Now that’s a good wake up call because I got right out of bed and right after a little dance of whoopeedoo I went out to lunch. Now for a guy who has absolutely NO energy at all when he wakes up, that’s a hell of a change of pace.

So it got me thinking in the first place, you realise the older you get with all the responsibilities in your life you wish you never had. That kinda drags you down in the morning…you end up waking up sluggishly wishing you could just roll around in bed and stretch while yawning your head off. So to help make sure our working class society has the willpower to actually get up in the morning with a whoopeedoo…

Why not have someone invent a wake up call that gives them good news?

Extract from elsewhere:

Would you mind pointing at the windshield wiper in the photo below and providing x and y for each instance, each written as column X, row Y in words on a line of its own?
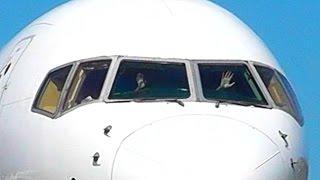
column 176, row 101
column 155, row 99
column 241, row 103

I mean…technically you could make a killing off it to have people subscribe to a service that gives you good news as a wake up call in the morning. It’s like…a optimistic boost to get you through those tiring morning days. Imagine…the cure for the Monday morning blues. You can’t have it any better than that. I’ve already got an idea for some good wake up calls.

  1. The pointy haired baboon that runs your workplace just died and there is a party at the office.
  2. You might have won an all expense paid vacation to sunny Jamaica.
  3. Your obscure rich relative just passed away and you might be getting this huge inheritence somewhere.
  4. Your blog just won the awards for best blog of the year award and your hits just went through the roof.

The list can go on really. Technically the only foreseeable problem in all this is the fact when your brain kicks in and you realise that your wakeup call isn’t true, you will experience that all time low, but by the time that happens, almost half the day would have passed you by. At least the wake up calls did do their job anyway.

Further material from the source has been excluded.